Although I voted for the one that talked about the organizers lack of a clue, I don't agree that putting a theme on a show is a museum-induced delusion.
People understand things better from a semiotic perspective. The problem currently is that themed shows are often just an example of how vacuous our society has become. Shows about 'bunnies' or 'bears' or whatever animal, if saying something about our societal trends, is a pretty sad state of affairs. (If the most our society can say right now is "I like bunnies", we're in deep shit.)
Also, when you work with over 250 artists, a theme allows you to not just pick friends or the people that 'sell the most' as your reasoning for including them.
And well.... I don't do art just to do it, I do it to 'say something'. I don't care if people think I'm keen or intelligent or anything else. At the end of the day I'm happy to have done a good show with good people, and to have had fun.
If anything the delusion is not the fact I use themes to organize a show, but the belief that doing art and curating shows has any significance beyond the dimensions of my own little skull.
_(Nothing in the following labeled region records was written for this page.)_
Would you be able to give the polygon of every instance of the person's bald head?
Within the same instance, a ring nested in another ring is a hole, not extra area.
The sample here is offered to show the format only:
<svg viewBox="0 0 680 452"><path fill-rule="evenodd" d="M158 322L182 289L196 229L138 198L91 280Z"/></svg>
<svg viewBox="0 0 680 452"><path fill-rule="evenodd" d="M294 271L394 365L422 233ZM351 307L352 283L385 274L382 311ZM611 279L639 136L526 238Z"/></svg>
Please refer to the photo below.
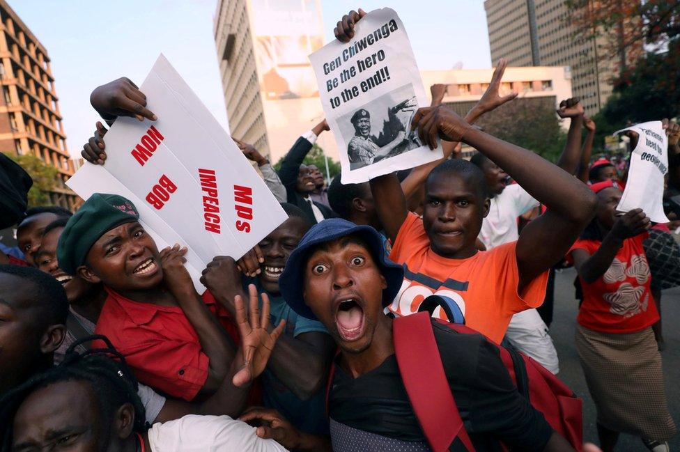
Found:
<svg viewBox="0 0 680 452"><path fill-rule="evenodd" d="M52 364L68 313L56 279L36 268L0 265L0 394Z"/></svg>

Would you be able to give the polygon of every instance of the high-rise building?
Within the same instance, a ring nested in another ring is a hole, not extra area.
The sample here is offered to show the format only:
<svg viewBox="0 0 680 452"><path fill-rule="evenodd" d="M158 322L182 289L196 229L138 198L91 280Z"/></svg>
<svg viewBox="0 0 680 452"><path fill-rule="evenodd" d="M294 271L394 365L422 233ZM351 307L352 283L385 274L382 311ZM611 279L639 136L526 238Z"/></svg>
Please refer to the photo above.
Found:
<svg viewBox="0 0 680 452"><path fill-rule="evenodd" d="M45 47L0 0L0 152L33 154L58 171L50 202L74 208L77 196L65 185L73 175Z"/></svg>
<svg viewBox="0 0 680 452"><path fill-rule="evenodd" d="M231 134L272 163L323 118L308 56L323 45L319 0L219 0L215 40ZM318 141L337 157L331 134Z"/></svg>
<svg viewBox="0 0 680 452"><path fill-rule="evenodd" d="M604 106L615 62L602 58L603 38L575 39L564 0L486 0L484 8L493 63L504 57L512 66L569 66L586 113Z"/></svg>
<svg viewBox="0 0 680 452"><path fill-rule="evenodd" d="M432 85L446 85L442 103L461 116L465 116L479 100L488 87L493 75L493 69L420 71L428 96ZM568 67L508 67L503 75L499 94L505 95L515 91L519 95L512 102L525 102L531 107L546 106L551 109L557 109L561 100L572 97L571 77ZM562 121L562 127L568 129L569 121ZM474 152L472 148L463 145L464 157L470 157Z"/></svg>

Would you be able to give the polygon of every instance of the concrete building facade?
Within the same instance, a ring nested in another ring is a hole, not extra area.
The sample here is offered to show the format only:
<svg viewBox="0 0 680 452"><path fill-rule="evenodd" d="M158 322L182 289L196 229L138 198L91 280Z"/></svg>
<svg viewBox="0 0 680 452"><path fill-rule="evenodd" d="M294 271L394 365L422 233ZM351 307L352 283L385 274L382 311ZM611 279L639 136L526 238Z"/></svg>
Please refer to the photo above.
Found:
<svg viewBox="0 0 680 452"><path fill-rule="evenodd" d="M59 171L51 203L73 209L77 196L65 185L73 175L54 77L45 47L0 0L0 152L33 154Z"/></svg>
<svg viewBox="0 0 680 452"><path fill-rule="evenodd" d="M323 118L308 59L323 45L320 0L219 0L214 32L231 134L275 163ZM318 143L337 158L331 134Z"/></svg>
<svg viewBox="0 0 680 452"><path fill-rule="evenodd" d="M486 0L491 60L513 66L567 66L573 95L597 113L612 93L615 65L603 60L603 42L577 40L564 0Z"/></svg>
<svg viewBox="0 0 680 452"><path fill-rule="evenodd" d="M481 98L493 75L493 68L420 72L428 95L432 85L447 85L442 103L461 116L465 116ZM571 72L566 66L507 68L499 94L504 95L513 91L519 93L518 98L525 102L547 102L557 109L561 100L573 95ZM562 121L562 126L568 129L569 122ZM470 157L473 152L470 146L463 146L463 157Z"/></svg>

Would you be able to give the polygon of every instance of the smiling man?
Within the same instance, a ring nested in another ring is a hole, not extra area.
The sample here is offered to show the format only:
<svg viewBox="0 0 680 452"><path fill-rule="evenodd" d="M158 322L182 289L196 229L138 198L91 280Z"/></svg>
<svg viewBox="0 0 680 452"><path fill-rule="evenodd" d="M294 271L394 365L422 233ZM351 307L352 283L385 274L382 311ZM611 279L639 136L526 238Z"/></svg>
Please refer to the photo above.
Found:
<svg viewBox="0 0 680 452"><path fill-rule="evenodd" d="M186 400L215 392L234 357L232 316L194 288L185 249L160 252L132 203L95 194L59 240L60 268L108 296L95 332L108 336L145 384ZM231 336L231 338L230 338Z"/></svg>
<svg viewBox="0 0 680 452"><path fill-rule="evenodd" d="M310 229L281 276L288 304L318 318L340 349L328 396L334 451L429 450L397 366L393 320L382 313L403 277L375 229L339 219ZM476 450L500 450L498 441L523 451L573 450L517 391L491 343L436 322L433 330ZM462 447L454 440L450 450Z"/></svg>
<svg viewBox="0 0 680 452"><path fill-rule="evenodd" d="M27 263L36 266L33 258L40 249L45 227L56 219L69 218L72 215L57 205L32 208L26 211L26 216L17 228L17 242Z"/></svg>

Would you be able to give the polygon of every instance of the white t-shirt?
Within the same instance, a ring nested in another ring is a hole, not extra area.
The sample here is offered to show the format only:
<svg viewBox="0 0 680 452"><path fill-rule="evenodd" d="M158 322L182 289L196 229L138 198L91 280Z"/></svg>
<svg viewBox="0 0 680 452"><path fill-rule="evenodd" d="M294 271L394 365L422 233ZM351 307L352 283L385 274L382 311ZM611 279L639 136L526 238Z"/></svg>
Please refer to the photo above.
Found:
<svg viewBox="0 0 680 452"><path fill-rule="evenodd" d="M255 428L229 416L189 414L148 430L152 452L287 452L273 439L255 435Z"/></svg>
<svg viewBox="0 0 680 452"><path fill-rule="evenodd" d="M500 194L491 198L489 214L481 224L479 240L486 249L495 248L519 238L517 217L539 205L518 184L505 187Z"/></svg>

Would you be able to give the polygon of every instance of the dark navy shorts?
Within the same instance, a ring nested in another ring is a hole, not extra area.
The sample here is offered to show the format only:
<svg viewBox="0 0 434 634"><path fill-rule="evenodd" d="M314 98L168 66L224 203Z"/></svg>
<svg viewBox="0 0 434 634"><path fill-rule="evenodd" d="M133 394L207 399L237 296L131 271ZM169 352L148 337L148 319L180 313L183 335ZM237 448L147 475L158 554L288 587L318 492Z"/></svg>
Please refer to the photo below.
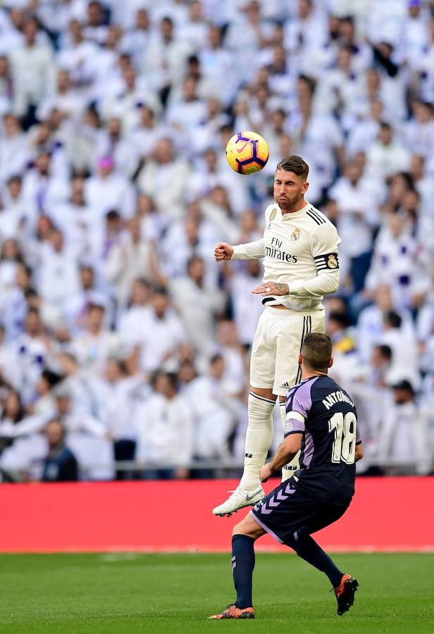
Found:
<svg viewBox="0 0 434 634"><path fill-rule="evenodd" d="M333 524L349 504L331 504L315 499L297 488L292 478L283 482L255 504L250 515L280 544L290 545Z"/></svg>

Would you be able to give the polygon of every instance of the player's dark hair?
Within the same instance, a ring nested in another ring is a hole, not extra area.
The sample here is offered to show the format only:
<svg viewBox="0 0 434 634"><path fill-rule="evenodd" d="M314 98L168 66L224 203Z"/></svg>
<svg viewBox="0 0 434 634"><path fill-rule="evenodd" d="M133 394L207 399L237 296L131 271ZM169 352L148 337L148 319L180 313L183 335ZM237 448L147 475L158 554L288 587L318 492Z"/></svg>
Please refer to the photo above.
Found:
<svg viewBox="0 0 434 634"><path fill-rule="evenodd" d="M387 346L385 344L379 344L376 347L383 359L386 361L391 360L392 348L390 346Z"/></svg>
<svg viewBox="0 0 434 634"><path fill-rule="evenodd" d="M332 340L328 335L309 332L304 337L302 354L305 365L312 370L327 370L332 358Z"/></svg>
<svg viewBox="0 0 434 634"><path fill-rule="evenodd" d="M291 156L287 156L280 163L278 163L275 170L283 170L285 172L292 172L297 176L301 176L304 180L307 180L309 175L309 165L305 161L303 161L301 156L297 156L293 154Z"/></svg>

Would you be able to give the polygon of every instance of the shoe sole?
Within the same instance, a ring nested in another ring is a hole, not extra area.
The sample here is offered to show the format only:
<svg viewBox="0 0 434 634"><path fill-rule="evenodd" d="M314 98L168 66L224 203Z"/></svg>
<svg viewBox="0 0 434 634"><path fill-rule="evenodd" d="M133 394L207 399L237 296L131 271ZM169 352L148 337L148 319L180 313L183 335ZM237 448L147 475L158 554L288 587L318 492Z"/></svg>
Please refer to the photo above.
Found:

Al, while I don't believe the organizers pulled the title out of a grab bag (or played a game of exquisite corpse) - we have to assume they've done their job of visiting each artist's studio - I wonder about the "institutional" need to connect the dots via a group showing of artists by bringing a "higher" meaning to their output then what may or may not be there in terms of a trend, movement or collective vision. Setting the bar with such a bold and elusive statement seems almost an act of embarassment, the end justifying the means or in this case, the title justifying an exhibit's content. The focus is momentarially taken off the artwork and verbally skewed into "what it could be or what it is meant to say" instead of looked at for what it is.

It could be on the other hand, a simple PR ploy to attract as many inquiring minds as possible by the promise of intellectual discourse and moral and ethical jockeying that such a profane vague statement suggests. Only art world denizens could come up with such fodder.